Светлый фон

«Может быть, Сталин и гениальный человек и ломает страну не плоше Петра, но я понимаю людей лично: бить их массами, не разбирая правых от виноватых, – как это можно!»[989]

«Вот человек, в котором нет даже и горчичного зерна литературно-гуманного влияния: дикий человек Кавказа во всей своей наготе. Мистика погубила царя Николая II, словесность погубила Керенского, литературность – Троцкого. Этот гол, прям, честен, вообще прост, как полицейский пристав из грузин царского времени. И так нужно, потому что наступает время военного действия. Надо и самому еще упроститься, сбросить с себя последние, без проверки живущие во мне или, вернее, висящие, как одежда, наследственные убеждения».[990]
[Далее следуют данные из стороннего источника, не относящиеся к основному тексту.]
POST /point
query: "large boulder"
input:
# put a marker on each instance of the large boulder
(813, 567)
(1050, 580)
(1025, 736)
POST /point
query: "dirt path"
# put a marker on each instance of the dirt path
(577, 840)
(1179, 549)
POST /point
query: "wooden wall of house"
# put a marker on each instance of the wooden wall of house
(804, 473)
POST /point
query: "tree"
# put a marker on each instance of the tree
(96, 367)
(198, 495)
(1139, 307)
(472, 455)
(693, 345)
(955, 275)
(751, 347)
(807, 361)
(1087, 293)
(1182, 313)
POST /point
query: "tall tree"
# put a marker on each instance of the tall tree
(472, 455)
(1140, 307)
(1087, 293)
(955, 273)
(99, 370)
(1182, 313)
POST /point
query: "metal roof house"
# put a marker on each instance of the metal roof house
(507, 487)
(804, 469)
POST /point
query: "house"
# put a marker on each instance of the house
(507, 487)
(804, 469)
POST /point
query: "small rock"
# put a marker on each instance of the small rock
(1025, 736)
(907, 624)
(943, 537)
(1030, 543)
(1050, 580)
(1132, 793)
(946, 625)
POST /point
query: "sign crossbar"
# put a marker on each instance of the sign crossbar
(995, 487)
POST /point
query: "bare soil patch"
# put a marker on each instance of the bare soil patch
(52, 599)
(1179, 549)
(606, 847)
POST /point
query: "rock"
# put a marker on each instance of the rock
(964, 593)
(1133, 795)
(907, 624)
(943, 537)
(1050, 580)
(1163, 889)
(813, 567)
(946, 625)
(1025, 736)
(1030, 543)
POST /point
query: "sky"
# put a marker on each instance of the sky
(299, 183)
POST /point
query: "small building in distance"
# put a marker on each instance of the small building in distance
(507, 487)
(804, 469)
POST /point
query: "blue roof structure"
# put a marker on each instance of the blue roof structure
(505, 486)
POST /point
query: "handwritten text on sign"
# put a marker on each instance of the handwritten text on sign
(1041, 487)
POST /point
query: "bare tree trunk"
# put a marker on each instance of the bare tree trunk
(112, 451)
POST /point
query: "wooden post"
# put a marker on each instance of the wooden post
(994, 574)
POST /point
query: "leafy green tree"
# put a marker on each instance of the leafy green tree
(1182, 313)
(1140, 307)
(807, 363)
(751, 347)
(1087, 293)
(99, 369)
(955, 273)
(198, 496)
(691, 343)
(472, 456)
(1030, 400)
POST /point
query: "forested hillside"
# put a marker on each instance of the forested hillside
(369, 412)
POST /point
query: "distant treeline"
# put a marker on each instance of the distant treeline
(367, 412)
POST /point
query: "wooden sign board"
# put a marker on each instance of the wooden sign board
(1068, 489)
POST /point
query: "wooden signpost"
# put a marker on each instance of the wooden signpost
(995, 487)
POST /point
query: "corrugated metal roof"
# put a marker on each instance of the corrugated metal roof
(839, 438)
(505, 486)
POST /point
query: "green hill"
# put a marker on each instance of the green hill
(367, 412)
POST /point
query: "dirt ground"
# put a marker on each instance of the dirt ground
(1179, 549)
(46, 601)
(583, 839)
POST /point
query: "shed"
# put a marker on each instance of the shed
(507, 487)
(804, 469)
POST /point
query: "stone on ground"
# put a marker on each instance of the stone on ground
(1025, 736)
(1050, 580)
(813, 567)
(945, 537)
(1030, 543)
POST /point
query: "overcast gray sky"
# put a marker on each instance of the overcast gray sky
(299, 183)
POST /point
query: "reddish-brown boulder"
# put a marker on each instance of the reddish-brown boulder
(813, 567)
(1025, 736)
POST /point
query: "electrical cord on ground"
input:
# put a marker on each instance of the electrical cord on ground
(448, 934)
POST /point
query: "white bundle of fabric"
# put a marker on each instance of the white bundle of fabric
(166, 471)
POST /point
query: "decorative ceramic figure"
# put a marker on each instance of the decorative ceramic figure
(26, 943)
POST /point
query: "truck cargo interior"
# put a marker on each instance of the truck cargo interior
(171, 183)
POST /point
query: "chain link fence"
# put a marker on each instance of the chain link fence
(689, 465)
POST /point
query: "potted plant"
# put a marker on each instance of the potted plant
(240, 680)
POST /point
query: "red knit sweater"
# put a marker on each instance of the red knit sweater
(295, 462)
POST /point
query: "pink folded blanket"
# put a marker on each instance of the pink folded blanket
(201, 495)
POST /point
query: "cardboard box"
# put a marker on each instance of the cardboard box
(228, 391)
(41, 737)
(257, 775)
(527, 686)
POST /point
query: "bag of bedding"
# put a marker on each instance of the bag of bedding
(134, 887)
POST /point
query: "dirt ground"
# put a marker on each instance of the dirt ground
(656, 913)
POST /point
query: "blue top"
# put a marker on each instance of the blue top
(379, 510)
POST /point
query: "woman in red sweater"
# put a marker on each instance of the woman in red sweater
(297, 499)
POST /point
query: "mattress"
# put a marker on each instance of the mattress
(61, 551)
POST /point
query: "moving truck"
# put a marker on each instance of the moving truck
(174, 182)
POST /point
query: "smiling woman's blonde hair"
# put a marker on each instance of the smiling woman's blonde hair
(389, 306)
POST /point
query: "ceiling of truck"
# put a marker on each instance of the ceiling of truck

Последние строки этой записи очевидны – Пришвин интуитивно чувствовал личностное и более чем опасное расхождение с новой властью. Он ходил, как и все, по лезвию ножа, и хотя репрессии не коснулись писателя ни тогда, ни позднее, они глубоко ранили его, и после разговора с одной из своих знакомых, высказавшейся в том смысле, что «большевизм всем русским нравится», записал в Дневнике: «Если бы могла эта дурочка чувствовать хоть немного, как болит душа у русского, сколько сослано людей и как там страдают!»[991]

Среди репрессированных были и люди хорошо ему знакомые. В феврале тридцатого был арестован один из героев «Журавлиной родины» – потомственный владелец трактира и однофамилец известного писателя – Алексей Никитич Ремизов, и обычно сдержанный, избегающий без необходимости крепких выражений Пришвин не сдержался: «И какая мразь идет на смену».[992]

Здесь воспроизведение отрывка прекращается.